After being assigned a patient from admissions the next appointment is treatment planning. A chair is scheduled by the student, which can be done up to two weeks in advance (every day at around 4:30 a day two weeks in the future becomes open to schedule appointments) and the patient comes in. So this is where I started. A random student on admissions duty saw my patient and then the patient was assigned to myself. I made an appointment, scheduled a chair, and at exactly 12:30 PM I walked my first patient from the main lobby, down the hall and to my assigned chair. If you remember your first patient you can remember the anxiety and relate with me. I was absolutely terrified. Mostly because I didn't know what to do during the apointment. I had assisted a few times in treatment planning and had a general idea, but most of it was going off the seat of my pants.
Here is ow it went: I started setting up my chair/work space at 12:15. 45 minutes early, but I wanted to be prepared. I got all the proper cotton rolls and suction tips and cleaned off the chair and got out a basic kit (perio probe, explorer, mirror, college pliers) and read over the patients chart one more time. You know when you read something about 20 times, but can't remember a darn thing from it? Same story. I read over our treatment planning manual for the fifth time as well. This manual outlines a treatment planning appointment. At 12:30 I went and got my patient and sat them down in the chair, went over PMH, took bp, made sure they were still healthy since thier last
appointment and then presented the case. A case presentation includes things like age, gender, race, chief complaint (why they came to se the dentist) like: “My teeth are brown”, “I hate the way my laterals look”, “I am in pain”, etc. and briefly describe what the patient wants, etc. The faculty may ask some questions and then they will give the OK.
At this point I returned to my patient and began a comprehensive intraoral exam - I took probing depths with a perio probe of 3 spots on each tooth buccally and lingually (6 spots total/tooth), indicated missing teeth, decay, current restorations, and anything else I could find in the mouth. My particular patient had several residual rooth tips and unrestorable caries on teeth 6-11. Thier posterior maxillary tooth crowns were missing, which had caused extrusion of the lower molars and loss of posterior support. After charting is done, a good look at the mouth is in order and a treatment plan is made. What does the patient need done? What is the proper sequence? What does the patient want vs. what is realistic. Since it was my first tx plan, I really had no idea what we should do. I referred to the instrucotr for guidance. I obviously knew that the residual roots had to be extracted. I found out that 6-11 would also have to be extracted- due to unrestorable caries. Also because of the extrusion of the mandibular molars they would have to be extracted as well so room could be made for the upper denture.

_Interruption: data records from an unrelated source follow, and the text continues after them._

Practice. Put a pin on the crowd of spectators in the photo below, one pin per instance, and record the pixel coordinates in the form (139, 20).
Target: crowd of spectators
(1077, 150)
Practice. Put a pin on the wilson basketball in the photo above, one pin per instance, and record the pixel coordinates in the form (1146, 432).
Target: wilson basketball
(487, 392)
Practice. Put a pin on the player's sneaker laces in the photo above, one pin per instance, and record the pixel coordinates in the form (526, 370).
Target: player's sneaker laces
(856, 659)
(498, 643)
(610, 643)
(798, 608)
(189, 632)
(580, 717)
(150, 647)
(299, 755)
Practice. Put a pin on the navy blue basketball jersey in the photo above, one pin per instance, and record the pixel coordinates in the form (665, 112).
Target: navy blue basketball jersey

A treatment plan paper is then filled out. It includes the sequence of treatment - what will you do 1st, then 2nd, 3rd, and so on. Here is the grief tx plan that we came up with for my first patient:
1) Extractions: 3, 6, 7, 8, 9, 10, 11, 12, 13, 14, 15, 16, 17, 18, 31, 32 (they are already missing 1, 2, 4, 5, 19, and 30). Only 17 and 18 have a complete crown, the rest are residual rot tips. This will be the first appointment (or two appointments - thats a lot of teeth for me to pull as a rookie and it is also traumatic to the patient - physically and psychologically)
2) SC/RP
3) OL restoration on a lower PM
4) Maxillary complete denture and mandibular partial denture
After this you get a consent form signed, another form signed for credit, and fill out the progrss notes, get everything signed and then you are done. I have an appointment set up within the next two weeks to start on the extractions. I was mentally drained and thus exhausted after this three hour appointment. As far as working in the mouth, that wasn't a big deal, it was all the paperwork that drained me. There are various forms that need to be filled out and signed for legal reasons and so you can get credit for the procedure. It was a headache the first time, but overall it went well. Other classmates of mine have had similar experiances of being lost up a creek with no paddle or canoe during thier first appointment. As of right now, I have three more appointments coming up - the extractions, another treatment plan and another in pedodontics. Wish me luck, and as always I will let you know how they go.